Svenska Kennelklubben
- Formation: 13 December 1889
- Type: Kennel club
- Region served: Sweden
- Website: www.skk.se

= Svenska Kennelklubben =

Svenska Kennelklubben (SKK, Swedish Kennel Club) is a Swedish organization dedicated to purebred dogs, and dog owners. It was formed on 13 December 1889 by a group of noblemen and hunters with the aim to maintain the capability of good hunting dogs. According to its charter, the goals of the organization are "to create interest in, and promote, the breeding of mentally and physically healthy purebred dogs that are adequate in terms of working and hunting and that have a favorable appearance".

==Overview==
Today, the majority of SKK's over 300 000 members are ordinary dog owners. Many breeders (about 15 000), hunters and people who work with dogs in various ways are also members of SKK. Out of the 780,000 dogs that live in Sweden, approximately 70% of dogs are currently registered with the SKK. The foundation of SKK's organization is the county clubs, specialty clubs and breed clubs located around the country. They conduct a wide range of activities and arrange many different exhibitions and competitions.

SKK's office is located in Stockholm and has 75 employees who handle the administration of the organization and provide support and advice to members. The club is divided into 25 county clubs, each responsible for membership care in its own county. SKK handles the breed registry for about 70% of the canines in Sweden.

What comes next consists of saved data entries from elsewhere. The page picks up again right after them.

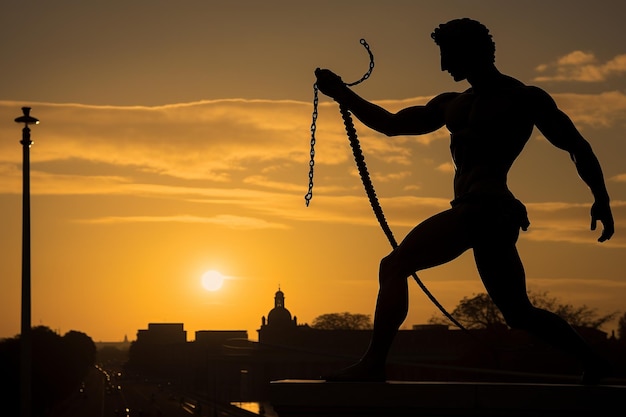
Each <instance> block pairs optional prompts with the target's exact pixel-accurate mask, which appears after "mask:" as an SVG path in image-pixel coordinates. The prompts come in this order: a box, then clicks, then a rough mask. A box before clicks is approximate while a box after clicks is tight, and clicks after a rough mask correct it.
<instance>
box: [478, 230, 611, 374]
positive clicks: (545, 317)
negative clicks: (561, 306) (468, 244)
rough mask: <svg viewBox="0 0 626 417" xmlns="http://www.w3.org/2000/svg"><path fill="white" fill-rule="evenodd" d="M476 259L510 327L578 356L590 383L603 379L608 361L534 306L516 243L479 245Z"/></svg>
mask: <svg viewBox="0 0 626 417" xmlns="http://www.w3.org/2000/svg"><path fill="white" fill-rule="evenodd" d="M474 258H475V260H476V265H477V267H478V271H479V273H480V276H481V279H482V281H483V283H484V285H485V288H486V289H487V292H488V293H489V295H490V296H491V298H492V300H493V301H494V303H495V304H496V305H497V306H498V308H499V309H500V311H501V312H502V314H503V316H504V318H505V320H506V322H507V324H508V325H509V326H510V327H513V328H518V329H523V330H526V331H528V332H530V333H532V334H533V335H535V336H537V337H539V338H541V339H542V340H544V341H545V342H547V343H549V344H551V345H552V346H554V347H557V348H560V349H561V350H563V351H565V352H568V353H570V354H573V355H575V356H576V357H578V358H579V359H580V360H581V361H582V363H583V365H584V366H585V368H586V370H587V376H586V378H587V382H593V381H592V380H593V379H595V378H597V377H599V375H598V374H599V373H600V372H601V370H600V369H599V368H604V366H605V365H604V361H602V360H601V359H600V358H599V357H598V356H597V355H596V354H595V353H594V352H593V350H592V349H591V348H590V346H589V345H588V344H587V343H586V342H585V341H584V340H583V338H582V337H580V335H579V334H578V333H577V332H576V331H575V330H574V328H572V327H571V326H570V325H569V324H568V323H567V322H566V321H565V320H563V319H562V318H561V317H559V316H558V315H556V314H554V313H552V312H549V311H546V310H543V309H540V308H536V307H534V306H533V305H532V304H531V302H530V300H529V299H528V295H527V292H526V282H525V274H524V267H523V265H522V262H521V260H520V257H519V254H518V252H517V249H516V247H515V241H511V240H510V239H509V240H508V242H507V241H506V240H500V241H497V240H494V241H492V242H491V243H486V244H481V245H476V246H475V247H474ZM602 372H604V371H602Z"/></svg>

SKK is a member of Fédération Cynologique Internationale (FCI).

==Breeding==
Strategies promoted by the SKK include guidelines for genetic conditions, behavior traits, and show quality. As a tool for breeders and kennel clubs to produce dogs with favourable behaviour, the SKK has developed the Behaviour and Personality Assessment in Dogs, an assessment that measures behavioural traits in dogs. As part of their commitment, the "SKK central office in Stockholm has a Department for Breeding and Health employing eight persons, including two fulltime breeding consultants, a veterinarian, and a geneticist."